UPDATE: Ramesh Ponnuru was all over this story back in October of 2002. (As he points out, eerily self-consciously, what better evidence is there that conservatives will use this stuff against Kerry in the general election?)
Kerry is gung-ho for deploying hundreds of thousands of troops and billions of dollars worth of armaments, to sit in a desert somewhere, so long as they don't actually do anything, at least until "sanctions" (or whatever) have been allowed to work.
Apparently Kerry thinks genocidal, terror sponsoring, warmongering dictators can be swayed by his lugubrious posturing as easily as flocks of disillusioned Deaniacs. But considering that sanctions didn't work after 12 years in Iraq, have lasted 18 years in Libya, and that even the dimmest dictator will easily cotton on to Kerry's "strategy," our armies are apt to spend some long spells in those desert bivouacs. If Kerry should be elected President (God forbid) the Pentagon better stock up on sunblock.
But think back to before the Dean bubble and how we all felt about those candidates, those nine nimrods in their silly (seemingly nightly) "debates". The debates that nobody watched. The debates about which Bill O'Reilly said: "I'll tell you why nobody's paying attention. Those people are boring."
No one thought back then that Kerry was anything to cheer about. No one was worried then about Kerry's ability to beat Bush. Back then, such a notion would have been laughable.
But then came the Dean bubble. It distracted us. It actually made the race somewhat interesting. And after the bubble popped, suddenly Kerry's some kind of a rising star.
But he's no more of a rising star now than he was then. He's no less boring now than he was then. He's no less of a clueless Massachussettes Kennedy Liberal now than he was then.
It's just that the Dean bubble caught the media glare, and Kerry's bursting of was hence a media event, so that now we've lost sight of the main fact here: Kerry is a loser.
That fact was obvious at the beginning of this nominating process and --- though it's being ignored by the media --- it should be just as obvious now.

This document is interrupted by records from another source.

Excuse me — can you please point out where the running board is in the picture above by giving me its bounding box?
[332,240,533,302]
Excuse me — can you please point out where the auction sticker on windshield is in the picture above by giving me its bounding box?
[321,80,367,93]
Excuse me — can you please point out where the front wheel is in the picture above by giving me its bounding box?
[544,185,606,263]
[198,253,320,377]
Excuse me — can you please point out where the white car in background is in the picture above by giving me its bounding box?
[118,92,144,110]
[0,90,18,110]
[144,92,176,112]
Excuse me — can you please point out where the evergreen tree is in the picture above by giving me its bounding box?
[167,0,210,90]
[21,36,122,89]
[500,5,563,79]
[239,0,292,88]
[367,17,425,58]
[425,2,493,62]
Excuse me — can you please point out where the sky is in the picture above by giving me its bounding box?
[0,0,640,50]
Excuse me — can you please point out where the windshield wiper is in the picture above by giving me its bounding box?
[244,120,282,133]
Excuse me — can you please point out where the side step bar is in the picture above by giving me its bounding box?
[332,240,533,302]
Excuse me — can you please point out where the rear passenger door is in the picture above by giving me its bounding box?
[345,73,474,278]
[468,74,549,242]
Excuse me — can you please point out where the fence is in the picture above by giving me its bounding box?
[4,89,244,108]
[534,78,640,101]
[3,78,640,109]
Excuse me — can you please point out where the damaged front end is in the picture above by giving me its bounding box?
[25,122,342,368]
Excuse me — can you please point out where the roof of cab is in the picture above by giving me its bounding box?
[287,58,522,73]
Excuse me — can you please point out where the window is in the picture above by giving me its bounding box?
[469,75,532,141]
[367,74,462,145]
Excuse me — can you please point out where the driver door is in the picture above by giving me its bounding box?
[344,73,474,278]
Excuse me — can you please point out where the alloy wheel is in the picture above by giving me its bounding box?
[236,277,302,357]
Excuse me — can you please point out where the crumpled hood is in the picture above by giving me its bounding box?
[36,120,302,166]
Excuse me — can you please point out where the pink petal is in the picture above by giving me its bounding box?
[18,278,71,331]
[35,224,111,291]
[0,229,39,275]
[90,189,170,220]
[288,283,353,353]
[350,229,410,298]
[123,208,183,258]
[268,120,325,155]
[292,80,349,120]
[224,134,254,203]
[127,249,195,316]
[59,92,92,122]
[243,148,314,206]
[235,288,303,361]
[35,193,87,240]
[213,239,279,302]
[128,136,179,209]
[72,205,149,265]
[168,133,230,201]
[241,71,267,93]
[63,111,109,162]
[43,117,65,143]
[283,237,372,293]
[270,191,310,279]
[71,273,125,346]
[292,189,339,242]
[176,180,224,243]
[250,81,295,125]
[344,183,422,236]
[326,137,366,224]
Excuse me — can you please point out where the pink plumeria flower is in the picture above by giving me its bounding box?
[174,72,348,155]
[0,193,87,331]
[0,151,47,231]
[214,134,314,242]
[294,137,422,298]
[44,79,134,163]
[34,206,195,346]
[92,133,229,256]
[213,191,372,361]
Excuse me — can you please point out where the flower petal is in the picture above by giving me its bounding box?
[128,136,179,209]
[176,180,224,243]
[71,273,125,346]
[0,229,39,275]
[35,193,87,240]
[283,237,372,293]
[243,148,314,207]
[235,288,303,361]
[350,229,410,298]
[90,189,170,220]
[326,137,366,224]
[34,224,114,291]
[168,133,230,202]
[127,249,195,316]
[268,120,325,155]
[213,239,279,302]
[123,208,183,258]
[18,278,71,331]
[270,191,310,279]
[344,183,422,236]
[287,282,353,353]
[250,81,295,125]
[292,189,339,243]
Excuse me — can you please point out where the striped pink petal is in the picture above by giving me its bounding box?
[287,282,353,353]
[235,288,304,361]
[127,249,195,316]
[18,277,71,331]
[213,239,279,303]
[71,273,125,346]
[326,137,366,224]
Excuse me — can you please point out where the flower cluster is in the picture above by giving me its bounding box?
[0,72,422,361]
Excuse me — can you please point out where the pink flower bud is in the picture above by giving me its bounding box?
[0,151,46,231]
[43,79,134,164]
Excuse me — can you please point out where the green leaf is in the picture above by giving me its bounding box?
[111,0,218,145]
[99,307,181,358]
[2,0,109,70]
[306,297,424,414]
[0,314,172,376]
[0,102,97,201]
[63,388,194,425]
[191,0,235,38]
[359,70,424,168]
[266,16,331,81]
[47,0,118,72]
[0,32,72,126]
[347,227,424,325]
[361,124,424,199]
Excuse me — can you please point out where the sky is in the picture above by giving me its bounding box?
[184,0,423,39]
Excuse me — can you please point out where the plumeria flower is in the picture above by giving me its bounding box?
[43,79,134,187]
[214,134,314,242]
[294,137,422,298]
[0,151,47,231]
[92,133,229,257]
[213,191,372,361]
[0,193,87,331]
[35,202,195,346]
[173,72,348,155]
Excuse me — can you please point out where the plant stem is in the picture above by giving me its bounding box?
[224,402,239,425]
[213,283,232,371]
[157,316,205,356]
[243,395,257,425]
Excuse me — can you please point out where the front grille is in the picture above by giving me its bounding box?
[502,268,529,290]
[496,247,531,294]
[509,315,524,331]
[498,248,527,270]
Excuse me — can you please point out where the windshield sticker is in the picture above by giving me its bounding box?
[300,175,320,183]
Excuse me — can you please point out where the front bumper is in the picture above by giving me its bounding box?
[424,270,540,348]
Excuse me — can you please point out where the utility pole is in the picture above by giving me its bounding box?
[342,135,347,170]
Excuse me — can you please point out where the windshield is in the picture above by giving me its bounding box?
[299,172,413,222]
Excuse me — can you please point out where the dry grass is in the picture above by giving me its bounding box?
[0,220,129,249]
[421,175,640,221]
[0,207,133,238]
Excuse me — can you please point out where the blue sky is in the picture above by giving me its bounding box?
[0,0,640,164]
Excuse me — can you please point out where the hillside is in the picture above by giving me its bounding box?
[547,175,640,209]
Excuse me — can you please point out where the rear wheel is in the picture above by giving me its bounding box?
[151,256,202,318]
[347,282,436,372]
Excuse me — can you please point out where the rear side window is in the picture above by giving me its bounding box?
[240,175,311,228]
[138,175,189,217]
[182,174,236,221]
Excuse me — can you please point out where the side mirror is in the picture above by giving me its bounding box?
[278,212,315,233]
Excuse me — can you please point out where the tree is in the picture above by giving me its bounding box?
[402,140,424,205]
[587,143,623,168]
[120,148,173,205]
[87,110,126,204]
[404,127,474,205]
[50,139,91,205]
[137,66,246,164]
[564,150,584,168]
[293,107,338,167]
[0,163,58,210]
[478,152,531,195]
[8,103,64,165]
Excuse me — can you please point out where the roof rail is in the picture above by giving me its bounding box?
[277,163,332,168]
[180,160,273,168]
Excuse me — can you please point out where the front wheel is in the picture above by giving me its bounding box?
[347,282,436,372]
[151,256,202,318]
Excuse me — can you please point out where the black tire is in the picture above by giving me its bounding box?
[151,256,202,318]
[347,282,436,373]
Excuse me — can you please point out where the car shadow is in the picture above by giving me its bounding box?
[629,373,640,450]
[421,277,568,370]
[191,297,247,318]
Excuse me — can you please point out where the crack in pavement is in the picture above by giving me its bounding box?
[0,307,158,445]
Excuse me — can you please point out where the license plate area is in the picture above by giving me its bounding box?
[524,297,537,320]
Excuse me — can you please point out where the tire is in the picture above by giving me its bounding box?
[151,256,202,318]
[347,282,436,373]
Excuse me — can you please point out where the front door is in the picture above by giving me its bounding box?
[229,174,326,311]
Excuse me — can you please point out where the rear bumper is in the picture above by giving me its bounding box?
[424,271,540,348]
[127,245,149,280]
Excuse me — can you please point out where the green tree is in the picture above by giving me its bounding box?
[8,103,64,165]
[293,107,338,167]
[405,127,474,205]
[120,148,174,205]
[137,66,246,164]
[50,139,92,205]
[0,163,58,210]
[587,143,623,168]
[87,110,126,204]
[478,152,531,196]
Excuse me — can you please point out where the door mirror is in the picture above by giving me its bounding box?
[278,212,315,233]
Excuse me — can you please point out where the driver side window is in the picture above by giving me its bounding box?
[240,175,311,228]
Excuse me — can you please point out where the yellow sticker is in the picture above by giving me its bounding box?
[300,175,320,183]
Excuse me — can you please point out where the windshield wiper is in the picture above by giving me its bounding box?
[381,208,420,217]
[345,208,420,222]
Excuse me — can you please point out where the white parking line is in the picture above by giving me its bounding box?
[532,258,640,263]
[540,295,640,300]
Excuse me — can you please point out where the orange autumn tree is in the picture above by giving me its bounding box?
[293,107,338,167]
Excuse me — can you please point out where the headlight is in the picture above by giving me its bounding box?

1.Vietnam, which we all know about,
2. GWII (see above).
3. He also tried to play both sides in Gulf War I, voting against the Senate resolution, but then, after quick US success, he said he voted against it because Bush41 wasn't going to remove Saddam.
So Kerry, who claims he wants to act in accordance with UN SecCouncil permission slips, was all for stuffing the Council in 1991!!
We don't need the Muddle-Minded Man from Massachussetts!!
Don't laugh, your face would look like that too if you spent 35 years using your head for a weather vane!
One other funny thing about this is that the same office innundating this constituent with wildly divergent positions on matters in Iraq and Kuwait had developed a reputation for failing to address basic constituent services and local issues:
http://www.freerepublic.com/focus/f-news/1068109/posts
John Kerry And Home Groan Politics (he ignores local pols, issues, constituent services)
The New Republic via CBS News ^ | 26 January 2004 | Michael Crowley
You read too quickly. The letters above are from Gulf War I (1991).
So you're saying Kerry had (at least!) three positions. First he was behind Bush 100 percent, then he was opposed to the war as precipitous (and in favor of sanctions which would only have incentivised Saddam to leave Kuwait at best), and then he claims he would have been in favor of the war if only it gone farther and lasted longer (removing Saddam from power).